Luiking Yvette C, Hallemeesch Marcella M, Lamers Wouter H, Deutz Nicolaas E P
Dept. of Surgery, Maastricht Univ., PO Box 616, NL-6200 MD Maastricht, The Netherlands.
Am J Physiol Renal Physiol. 2005 Apr;288(4):F816-22. doi: 10.1152/ajprenal.00308.2004. Epub 2004 Nov 16.
Previously, we observed an enhanced renal protein synthesis and increased de novo arginine production in the early response to endotoxemia in wild-type Swiss mice (Hallemeesch MM, Soeters PB, and Deutz NE. Am J Physiol Renal Physiol 282: F316-F323, 2002). To establish whether these changes are regulated by nitric oxide (NO) synthesized by NO synthase isoforms NOS2 and NOS3, we studied C57BL6/J wild-type (WT), NOS2-deficient (NOS2(-/-)), and NOS3-deficient (NOS3(-/-)) mice under baseline (unstimulated) and LPS-treated conditions. The metabolism of renal protein, amino acid, and arginine was studied at the whole body level and across the kidney by infusing the stable isotopes l-[phenyl-(2)H(5)]phenylalanine, l-[phenyl-(2)H(2)]tyrosine, l-guanidino-[(15)N(2)]arginine, and l-[ureido-(13)C,(2)H(2)]citrulline. Renal blood flow was measured using radioactive PAH extraction. Under baseline conditions, renal blood flow was significantly reduced in NOS2(-/-) mice (0.29 +/- 0.01 vs. 0.48 +/- 0.07 ml.10 g body wt(-1).min(-1) in WT) (P < 0.05), and de novo arginine production was lower in NOS2(-/-) mice. After LPS challenge, renal protein turnover and arginine production increased in all three groups (P < 0.05), even though renal de novo arginine synthesis did not increase. The expected increase in renal citrulline production and disposal after LPS was not observed in NOS2(-/-) mice (P = 0.06). Collectively, these data show that NOS2 is constitutively expressed in the kidney and remarkably functional as it affects renal blood flow and de novo arginine production under baseline conditions and is important for the increase in renal citrulline turnover during endotoxemia. NOS3, in contrast, appears less important for renal metabolism. The increase in renal protein turnover during endotoxemia does not depend on NOS2 or NOS3 activity.

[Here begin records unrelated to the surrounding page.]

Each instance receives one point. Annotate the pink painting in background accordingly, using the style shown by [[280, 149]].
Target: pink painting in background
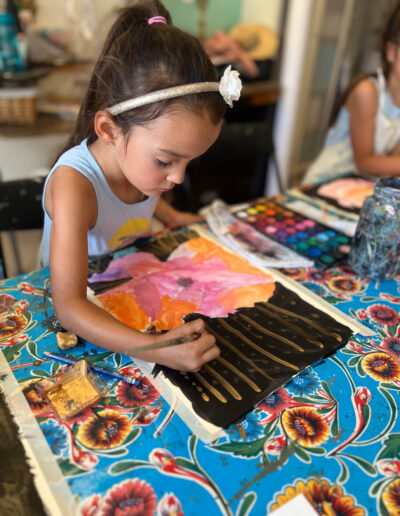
[[199, 276], [349, 192]]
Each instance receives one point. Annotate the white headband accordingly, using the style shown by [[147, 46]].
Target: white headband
[[229, 87]]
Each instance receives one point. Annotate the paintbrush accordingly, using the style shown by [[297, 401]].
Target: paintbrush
[[97, 369], [167, 343]]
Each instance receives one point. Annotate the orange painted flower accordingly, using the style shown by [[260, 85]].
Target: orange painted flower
[[381, 367], [344, 284], [125, 308], [327, 499], [37, 401], [11, 324], [391, 497], [305, 425], [106, 429]]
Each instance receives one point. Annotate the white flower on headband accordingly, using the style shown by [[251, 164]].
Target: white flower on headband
[[230, 85]]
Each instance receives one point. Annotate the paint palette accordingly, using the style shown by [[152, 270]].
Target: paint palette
[[323, 245]]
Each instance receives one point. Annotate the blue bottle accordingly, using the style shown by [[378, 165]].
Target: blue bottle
[[12, 58], [375, 250]]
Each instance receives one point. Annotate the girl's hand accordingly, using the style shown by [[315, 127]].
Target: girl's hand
[[189, 356]]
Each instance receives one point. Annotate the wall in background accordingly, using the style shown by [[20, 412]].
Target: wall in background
[[221, 15], [260, 11]]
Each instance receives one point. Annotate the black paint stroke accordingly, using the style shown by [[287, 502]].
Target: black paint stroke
[[275, 374]]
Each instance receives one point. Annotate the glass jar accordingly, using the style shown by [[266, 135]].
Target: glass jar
[[375, 249]]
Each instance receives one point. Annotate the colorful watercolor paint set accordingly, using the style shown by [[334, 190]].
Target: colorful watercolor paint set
[[323, 245]]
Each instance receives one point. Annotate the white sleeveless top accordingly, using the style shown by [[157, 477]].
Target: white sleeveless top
[[118, 223], [337, 158]]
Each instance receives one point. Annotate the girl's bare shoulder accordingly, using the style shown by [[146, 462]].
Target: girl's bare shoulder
[[363, 96]]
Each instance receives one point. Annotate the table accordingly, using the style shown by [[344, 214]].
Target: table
[[332, 432]]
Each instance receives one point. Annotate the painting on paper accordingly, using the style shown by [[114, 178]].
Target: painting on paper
[[266, 332], [347, 193]]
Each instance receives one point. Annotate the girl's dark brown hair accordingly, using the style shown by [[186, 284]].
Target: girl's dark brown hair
[[389, 34], [138, 58]]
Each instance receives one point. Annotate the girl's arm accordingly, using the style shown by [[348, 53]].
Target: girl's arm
[[362, 105], [71, 203], [172, 218]]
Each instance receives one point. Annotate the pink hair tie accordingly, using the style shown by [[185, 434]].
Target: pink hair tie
[[156, 19]]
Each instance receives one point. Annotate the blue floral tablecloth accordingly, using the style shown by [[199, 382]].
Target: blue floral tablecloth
[[332, 432]]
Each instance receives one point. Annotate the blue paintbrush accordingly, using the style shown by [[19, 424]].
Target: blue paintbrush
[[100, 370]]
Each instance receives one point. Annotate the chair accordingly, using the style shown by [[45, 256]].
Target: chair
[[20, 208], [233, 169]]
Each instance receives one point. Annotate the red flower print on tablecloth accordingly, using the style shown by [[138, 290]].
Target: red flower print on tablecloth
[[381, 367], [389, 467], [14, 341], [274, 404], [165, 461], [326, 498], [28, 288], [130, 498], [11, 324], [275, 445], [169, 505], [130, 396], [6, 302], [361, 397], [106, 429], [384, 315], [392, 346], [305, 425], [391, 497], [389, 297], [37, 401]]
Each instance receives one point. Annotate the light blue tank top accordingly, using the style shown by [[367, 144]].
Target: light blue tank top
[[337, 157], [118, 223]]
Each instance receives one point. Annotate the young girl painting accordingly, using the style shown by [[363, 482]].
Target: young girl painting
[[152, 105], [365, 136]]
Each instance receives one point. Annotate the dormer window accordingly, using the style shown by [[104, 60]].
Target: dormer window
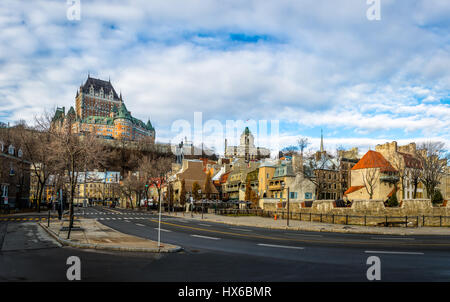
[[11, 150]]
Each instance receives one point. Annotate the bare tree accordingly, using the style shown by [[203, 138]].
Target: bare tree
[[370, 180], [156, 173], [289, 150], [127, 187], [433, 160], [35, 143], [315, 169], [73, 154]]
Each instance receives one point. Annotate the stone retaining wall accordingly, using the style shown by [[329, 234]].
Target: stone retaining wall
[[414, 207]]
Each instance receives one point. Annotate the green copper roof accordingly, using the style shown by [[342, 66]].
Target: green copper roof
[[71, 111]]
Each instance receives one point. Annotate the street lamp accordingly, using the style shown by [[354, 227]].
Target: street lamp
[[283, 186]]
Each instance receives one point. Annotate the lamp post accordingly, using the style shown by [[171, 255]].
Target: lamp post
[[283, 186]]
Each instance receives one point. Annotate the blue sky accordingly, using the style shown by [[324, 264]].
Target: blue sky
[[309, 64]]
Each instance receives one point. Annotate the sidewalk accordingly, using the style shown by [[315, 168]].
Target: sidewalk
[[89, 233], [270, 223]]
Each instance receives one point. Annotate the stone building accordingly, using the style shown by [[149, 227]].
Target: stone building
[[14, 176], [99, 110], [191, 172], [246, 148], [391, 167]]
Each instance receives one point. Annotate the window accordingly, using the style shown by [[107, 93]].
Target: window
[[11, 149]]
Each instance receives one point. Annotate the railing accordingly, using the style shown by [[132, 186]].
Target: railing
[[366, 220]]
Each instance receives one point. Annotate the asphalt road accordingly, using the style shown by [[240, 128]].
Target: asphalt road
[[224, 253]]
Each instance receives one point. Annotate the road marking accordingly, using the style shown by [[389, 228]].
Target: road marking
[[396, 238], [241, 229], [308, 235], [395, 253], [282, 246], [163, 230], [205, 237]]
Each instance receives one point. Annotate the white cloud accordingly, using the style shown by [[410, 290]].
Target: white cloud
[[323, 63]]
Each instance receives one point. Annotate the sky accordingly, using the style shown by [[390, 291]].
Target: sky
[[309, 64]]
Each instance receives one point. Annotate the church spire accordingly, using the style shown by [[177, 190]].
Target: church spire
[[321, 140]]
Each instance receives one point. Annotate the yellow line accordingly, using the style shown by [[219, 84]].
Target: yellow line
[[299, 240]]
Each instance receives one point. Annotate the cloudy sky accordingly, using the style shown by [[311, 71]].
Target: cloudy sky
[[311, 65]]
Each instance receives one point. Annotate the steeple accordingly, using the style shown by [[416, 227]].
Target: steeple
[[321, 140]]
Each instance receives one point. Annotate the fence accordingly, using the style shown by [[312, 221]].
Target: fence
[[366, 220]]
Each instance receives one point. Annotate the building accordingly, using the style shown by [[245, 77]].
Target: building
[[288, 176], [236, 181], [265, 174], [246, 148], [444, 186], [14, 176], [99, 110], [347, 160]]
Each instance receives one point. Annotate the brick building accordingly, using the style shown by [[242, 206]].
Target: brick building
[[99, 110]]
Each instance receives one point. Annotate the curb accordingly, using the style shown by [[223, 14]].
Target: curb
[[67, 242], [321, 230]]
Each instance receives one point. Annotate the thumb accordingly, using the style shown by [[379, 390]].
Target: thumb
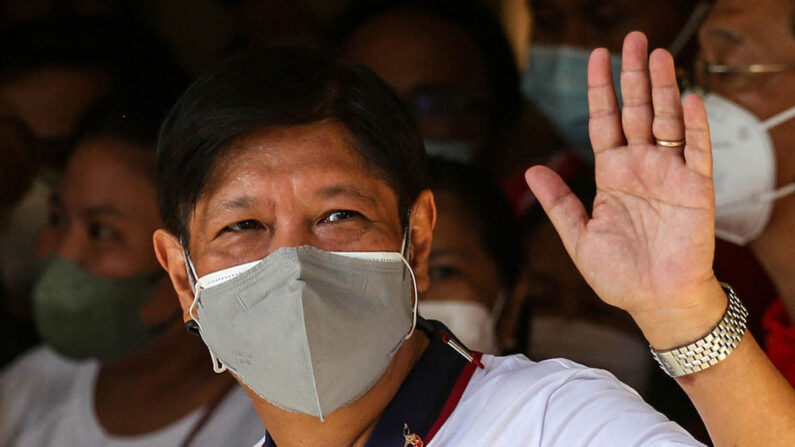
[[561, 205]]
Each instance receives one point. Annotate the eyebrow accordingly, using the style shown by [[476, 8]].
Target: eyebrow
[[246, 201], [346, 191], [235, 203], [103, 210]]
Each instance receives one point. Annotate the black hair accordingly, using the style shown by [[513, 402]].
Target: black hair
[[477, 21], [127, 52], [283, 87], [489, 211]]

此前,我们观察到野生型瑞士小鼠在内毒素血症早期反应中肾蛋白合成增强且从头合成精氨酸增加(哈勒梅施·M·M、索特斯·P·B和多伊茨·N·E。《美国生理学杂志:肾脏生理学》282卷:F316 - F323,2002年)。为确定这些变化是否受一氧化氮合酶同工型NOS2和NOS3合成的一氧化氮(NO)调节,我们研究了C57BL6/J野生型(WT)、NOS2缺陷型(NOS2(-/-))和NOS3缺陷型(NOS3(-/-))小鼠在基线(未刺激)和脂多糖处理条件下的情况。通过输注稳定同位素l - [苯基 - (2)H(5)]苯丙氨酸、l - [苯基 - (2)H(2)]酪氨酸、l - 胍基 - [(15)N(2)]精氨酸和l - [脲基 - (13)C,(2)H(2)]瓜氨酸,在全身水平和整个肾脏研究肾蛋白、氨基酸和精氨酸的代谢。使用放射性对氨基马尿酸提取法测量肾血流量。在基线条件下,NOS2(-/-)小鼠的肾血流量显著降低(0.29±0.01对野生型小鼠的0.48±0.07 ml·10 g体重(-1)·min(-1))(P < 0.05),且NOS2(-/-)小鼠的从头合成精氨酸减少。脂多糖攻击后,尽管肾从头合成精氨酸未增加,但三组的肾蛋白周转和精氨酸生成均增加(P < 0.05)。在NOS2(-/-)小鼠中未观察到脂多糖攻击后肾瓜氨酸生成和处置的预期增加(P = 0.06)。总体而言,这些数据表明NOS2在肾脏中组成性表达且功能显著,因为它在基线条件下影响肾血流量和从头合成精氨酸,并且在内毒素血症期间对肾瓜氨酸周转增加很重要。相比之下,NOS3对肾脏代谢似乎不太重要。内毒素血症期间肾蛋白周转的增加不依赖于NOS2或NOS3的活性。